Monday, May 07, 2007

How to Wire Your Brain for Religious Ecstasy

By John Horgan

Eight years ago, I flew to Laurentian University in Midwestern Canada to test a gadget that some journalists called the "God machine." The device consisted of computer-controlled solenoids that fit over the skull and stimulate the brain with electromagnetic pulses. Its inventor, neuroscientist Michael Persinger, claimed that it could induce mystical experiences, including, as Wired magazine put it, visions of "Jesus, the Virgin Mary, Mohammed, the Sky Spirit."

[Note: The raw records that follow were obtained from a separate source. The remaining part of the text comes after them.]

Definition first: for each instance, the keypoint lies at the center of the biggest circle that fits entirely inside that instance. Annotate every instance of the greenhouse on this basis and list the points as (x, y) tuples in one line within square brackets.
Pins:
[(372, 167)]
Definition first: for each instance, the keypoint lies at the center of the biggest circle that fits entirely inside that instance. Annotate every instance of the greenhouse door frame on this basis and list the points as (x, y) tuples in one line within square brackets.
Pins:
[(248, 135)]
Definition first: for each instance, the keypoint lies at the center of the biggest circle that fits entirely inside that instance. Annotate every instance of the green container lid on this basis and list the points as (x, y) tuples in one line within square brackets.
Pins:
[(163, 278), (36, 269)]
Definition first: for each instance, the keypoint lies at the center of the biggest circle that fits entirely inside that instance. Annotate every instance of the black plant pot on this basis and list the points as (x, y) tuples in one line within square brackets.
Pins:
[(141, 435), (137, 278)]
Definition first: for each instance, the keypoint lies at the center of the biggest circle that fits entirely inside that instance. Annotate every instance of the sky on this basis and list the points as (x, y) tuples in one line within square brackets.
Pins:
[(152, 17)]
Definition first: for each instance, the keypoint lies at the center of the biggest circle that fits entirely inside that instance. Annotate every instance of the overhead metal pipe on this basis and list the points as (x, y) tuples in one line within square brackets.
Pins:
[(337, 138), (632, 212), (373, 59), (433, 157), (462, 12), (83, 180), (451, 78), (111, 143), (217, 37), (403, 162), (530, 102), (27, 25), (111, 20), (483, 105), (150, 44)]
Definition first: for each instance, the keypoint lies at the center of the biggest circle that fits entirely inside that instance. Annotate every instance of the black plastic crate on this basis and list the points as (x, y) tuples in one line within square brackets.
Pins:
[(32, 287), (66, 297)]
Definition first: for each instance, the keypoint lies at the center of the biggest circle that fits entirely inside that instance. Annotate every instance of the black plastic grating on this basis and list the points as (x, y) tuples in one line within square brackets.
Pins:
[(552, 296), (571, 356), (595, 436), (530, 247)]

I sat in a ratty armchair in a soundproof chamber and pulled the God machine onto my head as, outside the chamber, a graduate student tapped a computer keyboard. As he bombarded my brain with electromagnetic bursts patterned after brain waves of epileptics in the throes of religious visions, I waited for God or even a minor deity or demon to appear—in vain. Persinger told me later that the device doesn't work on skeptics, implying that it "works" merely by exploiting subjects' suggestibility.

Persinger is one of the more colorful characters in the fast-growing, flakey field of neurotheology, which studies what is arguably the most complex manifestation—spirituality—of the most complex phenomenon—the human brain—known to science.

Given that brain researchers have no idea how I conceived and typed this sentence, I doubt they will ever account for religious experiences in all their vast diversity and subtlety. Nor will they solve the riddle of whether God actually exists or is a figment of our evolved imaginations, like unicorns or superstrings. Neurotheology may nonetheless have a profound social impact, by yielding more potent, reliable methods of inducing spiritual experiences.